International Fixed Interest — Outlook
The outlook for international fixed interest essentially splits into the US market and everywhere else. In the US, the most likely scenario is that interest rates will head higher. The Fed is charged with steering towards both full employment and 2% inflation, and on both scores its job to keep monetary policy very supportive until both targets are reached is now effectively achieved. The unemployment rate has fallen to 3.9%, and while economists differ on whether this is tantamount to “full employment,” it is low enough for the Fed not to have to worry about further stimulation of the economy.
Low unemployment is also generating stronger wage growth–in the latest data, hourly earnings were running 2.9% up on a year earlier–and inflation is now back up to the 2% inflation rate the Fed would like to see. Again, the Fed no longer needs to keep interest rates very low. Barring some unexpected shock to the US economy, short-term rates are consequently highly likely to be raised further.
The current target range for the fed funds rate is 1.75% to 2.0%: The US economists surveyed monthly by The Wall Street Journal currently expect the range will be 2.25% to 2.5% by the end of this year, and they expect two or three more 0.25% increases during the course of 2019. Long-term US yields are also likely to head north: Treasury bond yields cannot sustainably remain where they are if inflation has risen to over 2%, as it would mean tax-paying investors were receiving little or no real return from holding them.

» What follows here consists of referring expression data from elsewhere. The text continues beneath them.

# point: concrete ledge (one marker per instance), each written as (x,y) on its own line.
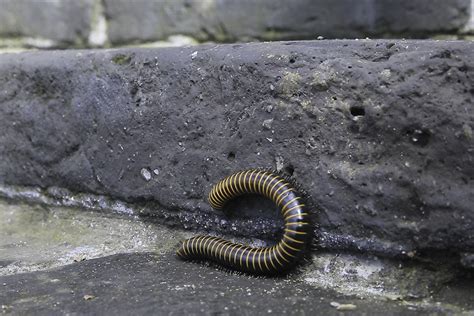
(379,133)
(99,23)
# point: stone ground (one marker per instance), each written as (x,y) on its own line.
(58,260)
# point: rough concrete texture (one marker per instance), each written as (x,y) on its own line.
(228,20)
(99,23)
(378,133)
(149,284)
(65,21)
(60,260)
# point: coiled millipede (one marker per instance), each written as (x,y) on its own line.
(261,260)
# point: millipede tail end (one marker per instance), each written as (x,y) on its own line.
(263,260)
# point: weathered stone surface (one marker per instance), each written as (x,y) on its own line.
(378,133)
(66,21)
(228,20)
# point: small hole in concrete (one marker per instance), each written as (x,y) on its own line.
(357,111)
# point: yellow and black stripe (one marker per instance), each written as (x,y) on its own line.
(263,260)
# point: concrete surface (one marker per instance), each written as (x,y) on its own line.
(58,260)
(105,23)
(379,134)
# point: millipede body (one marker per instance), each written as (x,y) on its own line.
(260,260)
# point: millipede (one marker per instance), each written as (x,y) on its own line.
(259,260)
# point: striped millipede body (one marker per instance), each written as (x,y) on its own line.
(261,260)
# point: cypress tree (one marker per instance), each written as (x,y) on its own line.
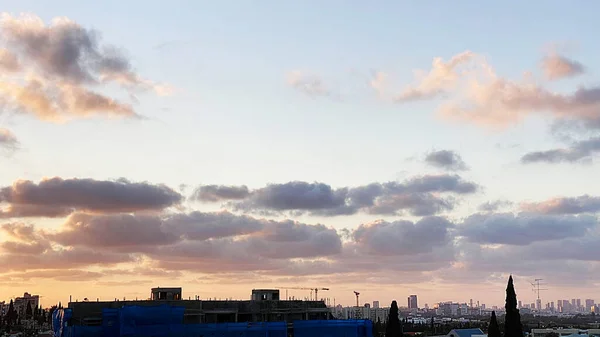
(493,328)
(28,311)
(512,322)
(393,327)
(11,315)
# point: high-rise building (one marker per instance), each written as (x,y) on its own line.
(412,302)
(20,303)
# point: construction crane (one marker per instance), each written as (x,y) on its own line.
(316,290)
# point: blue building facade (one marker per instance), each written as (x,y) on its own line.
(167,321)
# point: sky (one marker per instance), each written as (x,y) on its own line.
(391,148)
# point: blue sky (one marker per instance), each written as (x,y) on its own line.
(233,119)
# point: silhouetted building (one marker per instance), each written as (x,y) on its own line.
(412,302)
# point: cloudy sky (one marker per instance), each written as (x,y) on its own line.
(390,148)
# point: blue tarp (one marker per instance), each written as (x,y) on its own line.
(166,321)
(333,328)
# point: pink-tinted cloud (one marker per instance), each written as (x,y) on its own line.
(443,76)
(124,232)
(557,67)
(8,140)
(9,61)
(85,195)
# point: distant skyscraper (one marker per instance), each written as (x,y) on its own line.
(412,302)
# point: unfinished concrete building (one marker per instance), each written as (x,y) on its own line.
(265,306)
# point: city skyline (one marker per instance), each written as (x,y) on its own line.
(234,145)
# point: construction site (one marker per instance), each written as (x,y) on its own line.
(165,313)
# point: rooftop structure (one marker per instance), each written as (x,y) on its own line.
(165,294)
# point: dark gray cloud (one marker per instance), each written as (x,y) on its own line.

The likely rise will be modest, however: Investors have been deprived of yield for so long that they tend to emerge from the woodwork in large numbers whenever a yield close to 3% becomes available, as it did at the Treasury’s latest auction of 10- year bonds on 12 September. Their pent-up demand for decent returns boosts prices and damps yields.
Even so, the trend is towards somewhat higher bond yields: The Wall Street Journal panel expects the 10-year yield will be approaching 3.2% by the end of this year and will rise further to 3.5% by the end of 2019. Modest and gradual increases of that scale are unlikely to spook the equity markets, unlike the situation at the start of this year when investors worried that bond yields were set to rise substantially and quickly, and equity markets dropped sharply.

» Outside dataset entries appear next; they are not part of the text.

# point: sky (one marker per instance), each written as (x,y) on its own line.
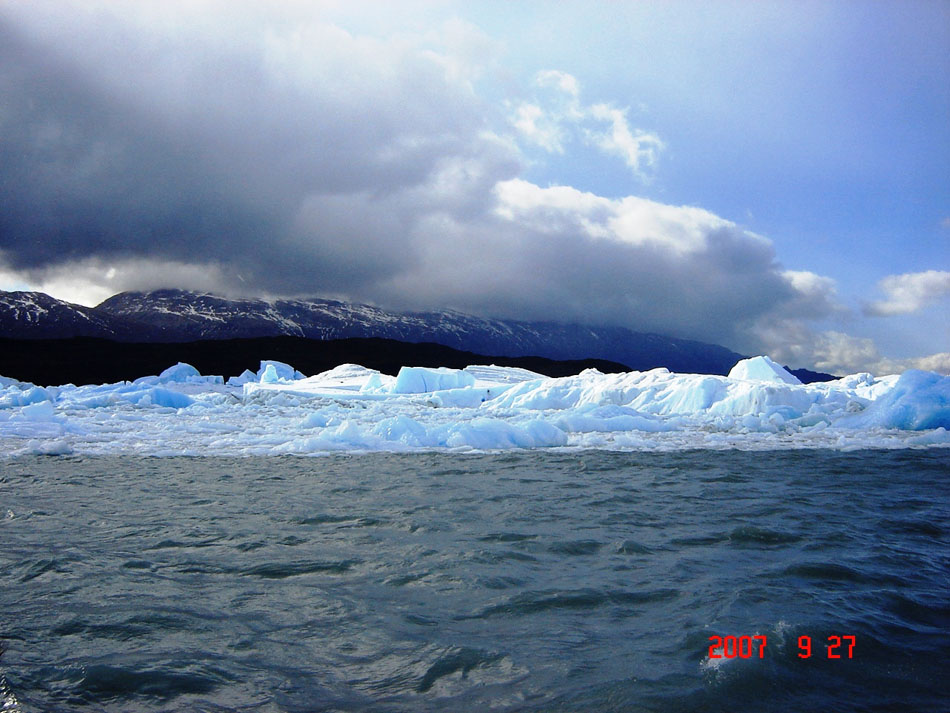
(769,176)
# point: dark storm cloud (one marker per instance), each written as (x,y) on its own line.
(296,158)
(208,151)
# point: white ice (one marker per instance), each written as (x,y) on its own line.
(350,408)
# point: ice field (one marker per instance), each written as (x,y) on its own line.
(278,411)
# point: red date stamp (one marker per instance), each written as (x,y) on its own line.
(747,647)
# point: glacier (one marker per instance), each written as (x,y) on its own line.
(279,411)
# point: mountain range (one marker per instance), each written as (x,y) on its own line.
(177,316)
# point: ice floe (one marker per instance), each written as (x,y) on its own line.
(278,410)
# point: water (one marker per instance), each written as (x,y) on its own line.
(584,581)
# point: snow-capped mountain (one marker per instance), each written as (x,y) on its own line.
(190,316)
(179,316)
(35,315)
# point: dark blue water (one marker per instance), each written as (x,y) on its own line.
(520,582)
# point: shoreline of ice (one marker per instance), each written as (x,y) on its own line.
(279,411)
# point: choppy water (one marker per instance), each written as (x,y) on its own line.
(527,581)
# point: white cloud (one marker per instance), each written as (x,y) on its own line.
(639,150)
(217,146)
(909,292)
(601,125)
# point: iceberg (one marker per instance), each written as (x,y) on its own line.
(350,408)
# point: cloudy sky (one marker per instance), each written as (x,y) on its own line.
(771,176)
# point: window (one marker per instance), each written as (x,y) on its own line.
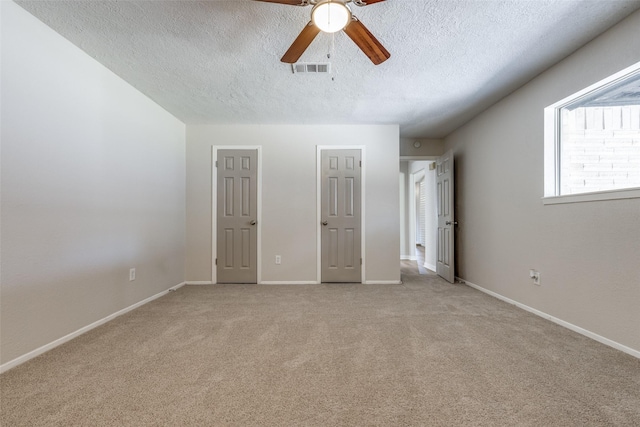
(592,141)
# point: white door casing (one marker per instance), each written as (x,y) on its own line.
(445,266)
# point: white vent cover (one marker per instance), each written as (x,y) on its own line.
(311,67)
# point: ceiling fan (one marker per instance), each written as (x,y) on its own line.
(331,16)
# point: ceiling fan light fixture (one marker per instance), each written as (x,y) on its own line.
(331,16)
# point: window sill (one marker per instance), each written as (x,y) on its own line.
(628,193)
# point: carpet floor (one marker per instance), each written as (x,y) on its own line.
(423,353)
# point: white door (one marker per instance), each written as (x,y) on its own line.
(445,266)
(340,216)
(237,237)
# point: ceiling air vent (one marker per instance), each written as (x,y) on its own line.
(311,67)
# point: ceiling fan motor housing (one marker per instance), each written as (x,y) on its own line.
(331,16)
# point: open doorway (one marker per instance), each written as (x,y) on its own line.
(418,216)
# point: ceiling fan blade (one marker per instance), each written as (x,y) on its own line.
(291,2)
(367,42)
(301,44)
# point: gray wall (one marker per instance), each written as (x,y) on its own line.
(428,147)
(289,197)
(93,179)
(587,253)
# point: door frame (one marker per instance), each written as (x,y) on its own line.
(410,226)
(319,149)
(214,207)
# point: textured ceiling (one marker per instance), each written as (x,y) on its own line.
(218,62)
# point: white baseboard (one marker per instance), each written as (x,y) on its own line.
(429,266)
(38,351)
(301,282)
(382,282)
(571,326)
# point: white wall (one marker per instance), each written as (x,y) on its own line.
(587,253)
(93,179)
(289,197)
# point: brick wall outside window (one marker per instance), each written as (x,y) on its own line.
(600,149)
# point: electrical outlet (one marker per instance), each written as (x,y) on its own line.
(535,275)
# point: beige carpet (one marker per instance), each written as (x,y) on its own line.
(423,353)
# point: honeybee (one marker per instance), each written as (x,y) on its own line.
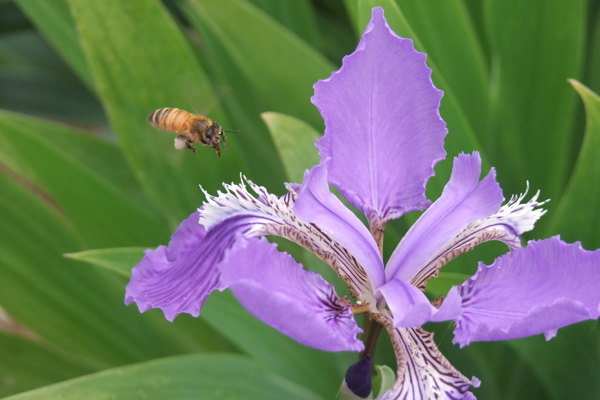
(192,128)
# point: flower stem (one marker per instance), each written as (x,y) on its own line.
(373,328)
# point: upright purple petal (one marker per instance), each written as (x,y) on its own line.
(383,130)
(299,303)
(536,289)
(178,278)
(464,200)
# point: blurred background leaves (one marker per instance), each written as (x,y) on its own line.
(83,173)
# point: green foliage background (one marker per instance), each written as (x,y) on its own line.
(83,173)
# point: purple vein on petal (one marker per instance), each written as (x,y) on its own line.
(383,129)
(279,292)
(531,290)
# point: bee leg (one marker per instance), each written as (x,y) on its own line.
(188,142)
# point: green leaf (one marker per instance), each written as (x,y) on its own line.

Brexit Hangs Over Bond Rates
Elsewhere, the other major central banks are unlikely to make any significant near-term changes to monetary policy. In the UK, the byword is likely to be caution ahead of the sizable risk of a “hard”, no deal, Brexit, and the governor of the Bank of England has agreed to extend his term to help provide policy stability through what could well be a rocky period.
In the eurozone, the European Central Bank is sidling up to reducing its “quantitative easing” bond buying. The plan is to reduce its monthly asset purchases from 30 billion euros a month to 15 billion and to stop buying any more bonds from the start of next year. But the ECB remains some distance away from raising interest rates or from starting to sell down its accumulated stock of bonds.
In Japan, ultra-supportive monetary policy looks set to be maintained at least throughout next year. In sum, higher US dollar interest rates, steady rates elsewhere. US dollar bond prices will be under downward pressure, and while nondollar bonds will not face capital losses, the other side of that coin is that they will continue to offer pitifully low yields.
Bonds have insurance value, and in a climate where investors may be too blasé about risks, insurance may be worth having, but otherwise the fundamental drivers of fixed interest are running against the asset class.